For this is the premise of Gringolandia — an impressive comedy web series released on YouTube to critical acclaim in 2013, and soon followed by a second season in October 2014.
The show, consisting entirely of 10-minute “mockumentary” style shorts, charts the misadventures of Pedro “Peter” González, following his heart (and his financial instincts) to emigrate and move in with trustafarian girlfriend Stacey in New York.
Peter battles the Arctic weather, unemployment, casual xenophobia — Chile is regularly branded a “third world country,” despite its recently-won OECD status — and above all, his own inability to string a sentence together in English without lacing it with the hueónes and wenas of his native Santiago.
Yet the show pokes as much fun at the supporting cast of clueless yanquis as it does its protagonist. Stacey’s friend Mary is quick to try and get her claws into Peter, bewitched by the diminutive Chilean’s “exotic” looks.
Guy friend Bryan is hostile to the Latino interloper until Peter brings out a bottle of pisco, the secret ingredient to any Chilean fiesta. And her dad, Dick, and his attempt to send his daughter’s boyfriend “back to Mexico,” wouldn’t look out of place among the GOP leadership.
The Complete Package
Nevertheless, it’s Peter that we’re cheering for, and the performance of Koke Santa Ana, a YouTube star in his own right, is perfectly pitched, simultaneously making the character endearing and ever-so-slightly sleazy.
The meteoric success of Peter’s completo stand may be somewhat implausible; his “classic completes” and “dynamics” don’t quite have the same ring in English. And the show only scratches the surface of complex issues to do with migration, xenophobia, and identity, which it earns the right to delve into more deeply.
But elsewhere, the fish out of water details are painfully well observed — drawn from the experiences of Chilean director Cristóbal Ross in living and working in New York for several years himself.
A splash of improvisation, snappy editing and audiovisuals, make the show transcend a tried and tested format, which owes more than a little to Flight of the Conchords and The Office. Gringolandia might not necessarily be breaking new ground, but its online short format is fresh and engaging.
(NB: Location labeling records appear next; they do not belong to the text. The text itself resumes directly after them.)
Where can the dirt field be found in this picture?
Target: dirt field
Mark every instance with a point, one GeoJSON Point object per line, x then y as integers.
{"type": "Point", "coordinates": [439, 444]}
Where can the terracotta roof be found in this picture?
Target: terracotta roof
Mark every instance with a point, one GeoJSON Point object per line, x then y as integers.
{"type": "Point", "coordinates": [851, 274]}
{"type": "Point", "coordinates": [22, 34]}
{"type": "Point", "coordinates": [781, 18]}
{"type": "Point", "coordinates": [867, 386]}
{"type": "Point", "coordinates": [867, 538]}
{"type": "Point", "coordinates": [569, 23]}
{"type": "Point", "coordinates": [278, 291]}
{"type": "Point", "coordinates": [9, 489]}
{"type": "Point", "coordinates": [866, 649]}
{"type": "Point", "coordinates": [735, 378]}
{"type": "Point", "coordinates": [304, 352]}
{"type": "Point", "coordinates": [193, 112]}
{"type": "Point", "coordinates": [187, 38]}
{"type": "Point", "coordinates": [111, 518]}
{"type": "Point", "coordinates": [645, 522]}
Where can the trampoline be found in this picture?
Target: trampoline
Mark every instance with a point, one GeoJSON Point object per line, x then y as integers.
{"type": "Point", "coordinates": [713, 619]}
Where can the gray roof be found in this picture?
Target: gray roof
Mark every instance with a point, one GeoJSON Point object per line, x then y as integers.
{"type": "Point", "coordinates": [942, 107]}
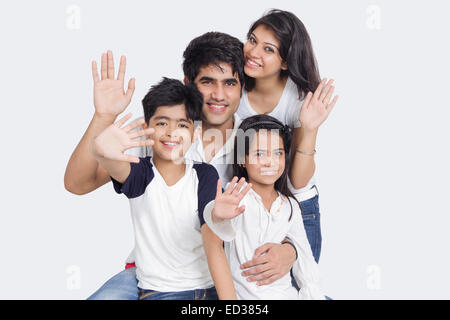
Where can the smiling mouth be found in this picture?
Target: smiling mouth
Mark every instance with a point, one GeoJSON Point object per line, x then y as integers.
{"type": "Point", "coordinates": [217, 107]}
{"type": "Point", "coordinates": [252, 64]}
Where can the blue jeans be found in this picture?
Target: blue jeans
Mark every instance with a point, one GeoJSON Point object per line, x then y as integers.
{"type": "Point", "coordinates": [311, 221]}
{"type": "Point", "coordinates": [198, 294]}
{"type": "Point", "coordinates": [123, 286]}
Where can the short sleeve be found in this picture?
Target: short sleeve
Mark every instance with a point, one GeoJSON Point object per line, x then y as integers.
{"type": "Point", "coordinates": [141, 174]}
{"type": "Point", "coordinates": [207, 187]}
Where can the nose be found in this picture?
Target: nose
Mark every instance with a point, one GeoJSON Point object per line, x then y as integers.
{"type": "Point", "coordinates": [218, 93]}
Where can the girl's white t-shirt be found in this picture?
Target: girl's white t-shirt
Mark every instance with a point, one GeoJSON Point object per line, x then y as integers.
{"type": "Point", "coordinates": [257, 226]}
{"type": "Point", "coordinates": [287, 112]}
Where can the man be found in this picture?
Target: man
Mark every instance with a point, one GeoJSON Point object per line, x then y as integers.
{"type": "Point", "coordinates": [215, 63]}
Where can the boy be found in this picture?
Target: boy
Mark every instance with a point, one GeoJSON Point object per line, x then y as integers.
{"type": "Point", "coordinates": [167, 195]}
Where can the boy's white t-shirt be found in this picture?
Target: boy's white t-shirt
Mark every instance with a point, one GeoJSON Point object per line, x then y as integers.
{"type": "Point", "coordinates": [168, 251]}
{"type": "Point", "coordinates": [256, 227]}
{"type": "Point", "coordinates": [287, 112]}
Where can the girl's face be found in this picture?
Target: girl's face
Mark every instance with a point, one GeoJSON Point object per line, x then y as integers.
{"type": "Point", "coordinates": [262, 56]}
{"type": "Point", "coordinates": [265, 162]}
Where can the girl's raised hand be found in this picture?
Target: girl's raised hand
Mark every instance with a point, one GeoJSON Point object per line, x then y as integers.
{"type": "Point", "coordinates": [226, 205]}
{"type": "Point", "coordinates": [317, 106]}
{"type": "Point", "coordinates": [115, 140]}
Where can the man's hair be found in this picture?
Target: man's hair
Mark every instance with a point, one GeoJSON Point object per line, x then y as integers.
{"type": "Point", "coordinates": [213, 48]}
{"type": "Point", "coordinates": [172, 92]}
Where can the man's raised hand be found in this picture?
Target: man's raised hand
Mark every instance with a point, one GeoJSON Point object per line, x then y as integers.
{"type": "Point", "coordinates": [226, 205]}
{"type": "Point", "coordinates": [110, 99]}
{"type": "Point", "coordinates": [115, 140]}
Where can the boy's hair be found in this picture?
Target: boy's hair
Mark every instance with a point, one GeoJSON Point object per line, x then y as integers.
{"type": "Point", "coordinates": [247, 130]}
{"type": "Point", "coordinates": [171, 92]}
{"type": "Point", "coordinates": [214, 48]}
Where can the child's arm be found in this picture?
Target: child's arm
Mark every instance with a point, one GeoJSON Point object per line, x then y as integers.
{"type": "Point", "coordinates": [315, 110]}
{"type": "Point", "coordinates": [218, 264]}
{"type": "Point", "coordinates": [83, 173]}
{"type": "Point", "coordinates": [109, 147]}
{"type": "Point", "coordinates": [305, 269]}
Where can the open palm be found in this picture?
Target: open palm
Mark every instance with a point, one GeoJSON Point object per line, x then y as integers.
{"type": "Point", "coordinates": [317, 106]}
{"type": "Point", "coordinates": [109, 95]}
{"type": "Point", "coordinates": [226, 205]}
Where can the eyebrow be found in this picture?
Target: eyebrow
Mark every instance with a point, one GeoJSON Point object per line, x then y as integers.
{"type": "Point", "coordinates": [167, 118]}
{"type": "Point", "coordinates": [205, 78]}
{"type": "Point", "coordinates": [270, 44]}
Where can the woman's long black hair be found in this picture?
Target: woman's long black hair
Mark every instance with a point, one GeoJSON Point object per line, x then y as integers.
{"type": "Point", "coordinates": [244, 137]}
{"type": "Point", "coordinates": [295, 49]}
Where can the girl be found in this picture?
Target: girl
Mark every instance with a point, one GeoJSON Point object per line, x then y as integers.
{"type": "Point", "coordinates": [281, 74]}
{"type": "Point", "coordinates": [264, 211]}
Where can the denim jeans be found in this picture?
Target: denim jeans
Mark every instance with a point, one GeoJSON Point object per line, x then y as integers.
{"type": "Point", "coordinates": [311, 221]}
{"type": "Point", "coordinates": [198, 294]}
{"type": "Point", "coordinates": [123, 286]}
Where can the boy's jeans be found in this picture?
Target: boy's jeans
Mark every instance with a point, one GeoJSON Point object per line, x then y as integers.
{"type": "Point", "coordinates": [123, 286]}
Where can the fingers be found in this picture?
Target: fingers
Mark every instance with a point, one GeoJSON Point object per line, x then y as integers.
{"type": "Point", "coordinates": [130, 90]}
{"type": "Point", "coordinates": [326, 90]}
{"type": "Point", "coordinates": [122, 121]}
{"type": "Point", "coordinates": [110, 69]}
{"type": "Point", "coordinates": [319, 88]}
{"type": "Point", "coordinates": [95, 75]}
{"type": "Point", "coordinates": [219, 188]}
{"type": "Point", "coordinates": [122, 68]}
{"type": "Point", "coordinates": [230, 188]}
{"type": "Point", "coordinates": [104, 65]}
{"type": "Point", "coordinates": [263, 249]}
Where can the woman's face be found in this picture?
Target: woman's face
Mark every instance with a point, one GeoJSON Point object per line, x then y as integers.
{"type": "Point", "coordinates": [265, 162]}
{"type": "Point", "coordinates": [262, 55]}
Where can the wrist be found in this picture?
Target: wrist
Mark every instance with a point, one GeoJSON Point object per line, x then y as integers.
{"type": "Point", "coordinates": [105, 118]}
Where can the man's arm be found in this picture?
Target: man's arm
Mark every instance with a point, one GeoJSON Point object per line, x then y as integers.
{"type": "Point", "coordinates": [218, 264]}
{"type": "Point", "coordinates": [83, 173]}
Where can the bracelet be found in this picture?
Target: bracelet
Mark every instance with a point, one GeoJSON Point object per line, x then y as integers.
{"type": "Point", "coordinates": [288, 242]}
{"type": "Point", "coordinates": [306, 153]}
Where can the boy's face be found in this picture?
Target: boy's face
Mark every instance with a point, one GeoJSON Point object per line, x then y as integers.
{"type": "Point", "coordinates": [221, 91]}
{"type": "Point", "coordinates": [173, 132]}
{"type": "Point", "coordinates": [265, 162]}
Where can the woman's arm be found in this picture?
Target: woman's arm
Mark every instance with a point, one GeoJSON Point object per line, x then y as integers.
{"type": "Point", "coordinates": [314, 112]}
{"type": "Point", "coordinates": [218, 264]}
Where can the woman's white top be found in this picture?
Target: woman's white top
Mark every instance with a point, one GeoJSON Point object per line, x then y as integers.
{"type": "Point", "coordinates": [245, 233]}
{"type": "Point", "coordinates": [287, 112]}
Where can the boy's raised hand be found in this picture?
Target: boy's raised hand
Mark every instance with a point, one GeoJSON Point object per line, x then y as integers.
{"type": "Point", "coordinates": [226, 205]}
{"type": "Point", "coordinates": [115, 140]}
{"type": "Point", "coordinates": [317, 106]}
{"type": "Point", "coordinates": [109, 97]}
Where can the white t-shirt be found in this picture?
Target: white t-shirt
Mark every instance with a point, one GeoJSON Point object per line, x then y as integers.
{"type": "Point", "coordinates": [168, 251]}
{"type": "Point", "coordinates": [255, 227]}
{"type": "Point", "coordinates": [287, 112]}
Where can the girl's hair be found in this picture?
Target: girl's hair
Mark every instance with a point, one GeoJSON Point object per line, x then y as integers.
{"type": "Point", "coordinates": [244, 137]}
{"type": "Point", "coordinates": [295, 49]}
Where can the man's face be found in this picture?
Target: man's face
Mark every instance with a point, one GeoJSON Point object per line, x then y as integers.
{"type": "Point", "coordinates": [221, 91]}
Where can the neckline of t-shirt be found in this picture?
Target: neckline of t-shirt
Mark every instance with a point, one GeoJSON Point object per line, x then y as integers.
{"type": "Point", "coordinates": [282, 98]}
{"type": "Point", "coordinates": [188, 165]}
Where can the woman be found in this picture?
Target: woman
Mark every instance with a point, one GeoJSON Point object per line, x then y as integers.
{"type": "Point", "coordinates": [281, 74]}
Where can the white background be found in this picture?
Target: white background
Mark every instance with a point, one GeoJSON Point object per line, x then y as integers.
{"type": "Point", "coordinates": [382, 155]}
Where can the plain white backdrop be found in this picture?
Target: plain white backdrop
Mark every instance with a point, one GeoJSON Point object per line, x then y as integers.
{"type": "Point", "coordinates": [382, 161]}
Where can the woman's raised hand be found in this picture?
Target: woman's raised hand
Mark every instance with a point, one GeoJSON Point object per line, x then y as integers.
{"type": "Point", "coordinates": [115, 140]}
{"type": "Point", "coordinates": [226, 205]}
{"type": "Point", "coordinates": [317, 106]}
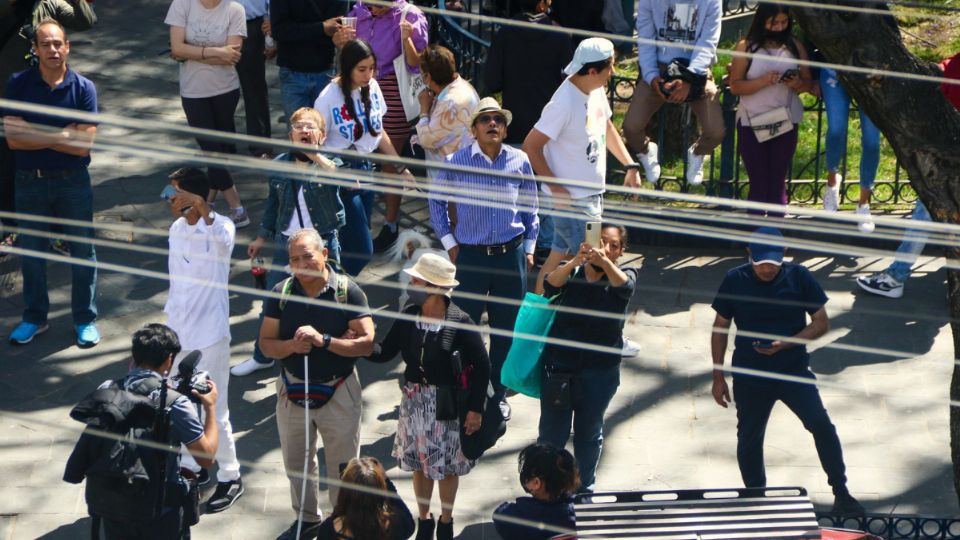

Season three is on the way, and Ross reportedly has future projects up his sleeve, including a show about two US girls who make the reverse journey to “slum it” in Chile. In terms of the target audience, Gringolandia does sit awkwardly: perhaps being understood best by Latinos who have lived in the United States, while many of the slang-based jokes may go over an Anglophone audience’s head.
That said, with the US Hispanic population growing to 54 million as of July 2013, US citizens might all do well to brush up on their Spanglish. A completo cart may soon be coming to a street corner near you. And take it from me: for third world cuisine, it’s not all that bad.